Шельма и Кисляй молчали, черт их дери — всякий раз, как дело принимает нешуточный оборот, они — молчок. И вот Волдыря забрали в участок, всего-то метров полтораста от супермаркета. Дед Тарахто исчез так же внезапно, как и появился. В участке подозреваемого допрашивал тот второй, незнакомый полицейский, инспектор по мелким правонарушениям: всесведущий рассказчик (какой мощный бренд, однако!) знает лишь его погоняло — Стопор. Волдырь спокойно отводил от себя все обвинения, а затем на него поднажали — прошу прощения, он схлопотал в рыло, то есть, ему дали в моську. Скот даже настолько взъярился, а рассердить его было очень и очень непросто, что приковал Волдыря наручниками к батарее. Бросив задержанного пристегнутым к трубе парового отопления в подвале, троица в полном составе отправилась выпивать, и так они все нализались, что им всю память отшибло. Они лакали ракию и пиво, покуда мозги себе не выполоскали дочиста, покуда их не стало мутить да выворачивать — где уж там помнить, что еще они делали в тот самый день. Кисляй и Шельма наблюдали снаружи, заглядывая в окно харчевни, но у них не хватило духу подойти и сознаться — а даже если бы они это и сделали, то какая разница, черт побери, все завершилось бы тем же самым. Затем наступили праздники, три нерабочих дня, на протяжении которых Волдырь, один-одинешенек, закованный и брошенный в подвале, парил в полузабытье, по сути, медленно умирая, избитый, отданный на растерзание боли, которая становилась все невыносимей, топила под собой весь мир. Но боль эта была причинена ему не ярыгами, нет. Источником ее была гораздо худшая несправедливость, и вот ее-то терпеть было невмочь, она тащила его на тот свет, и все же он почему-то знал, что так и должно было случиться и такова его искупительная жертва, благодаря которой он однажды, где-то в вечности, очнется вновь — и с тем умер: скорее всего, отказало сердце. Его нашли с поникшей головой и распахнутыми, непотускневшими глазами. Урядники поспешно и сноровисто замяли дело, умыли руки. По правде сказать, не такой уж и сложной была задача, да и не первый случай такого рода выдался в их практике, так что к подобным картинам им было не привыкать, даже скучно как-то. Уж будто творению, называемому человеком, в охотку и выпить нельзя.
А супермаркет работает по-прежнему бесперебойно. Он столь огромен, что в нем можно и себя потерять. Всякое бывало.
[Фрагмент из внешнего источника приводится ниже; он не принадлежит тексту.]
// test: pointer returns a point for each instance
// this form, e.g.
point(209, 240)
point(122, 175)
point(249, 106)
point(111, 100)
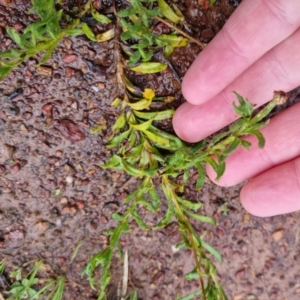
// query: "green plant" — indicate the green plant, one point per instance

Всесведущему рассказчику известно — ни много ни мало — о нескольких бедолагах, опупевших здесь настолько, что потом и Лаза К.Лазаревич (я имею в виду учреждение с таким наименованием — быть может, вам доводилось слышать о психушке, названной в честь упомянутого медика и писателя?) не в силах помочь. Однако же и это — совсем другая история. А здесь можно рассказать еще и о том, как в первый послепраздничный день, когда город оживает и в воздухе носится неизъяснимое предвкушение того, что в мире, наконец-то, произойдет нечто важное (как будто в этом мире когда-либо происходит что-то важное), Шельма и Кисляй, как всегда, ошивались на своем излюбленном пятачке перед супермаркетом, делая вид, что знать ни о чем не знают и что все случившееся к ним не имеет никакого отношения. Да и если подумать — а разве что-то случилось? Ну, а если даже и случилось, то кому от этого жарко или холодно — всем как с гуся вода.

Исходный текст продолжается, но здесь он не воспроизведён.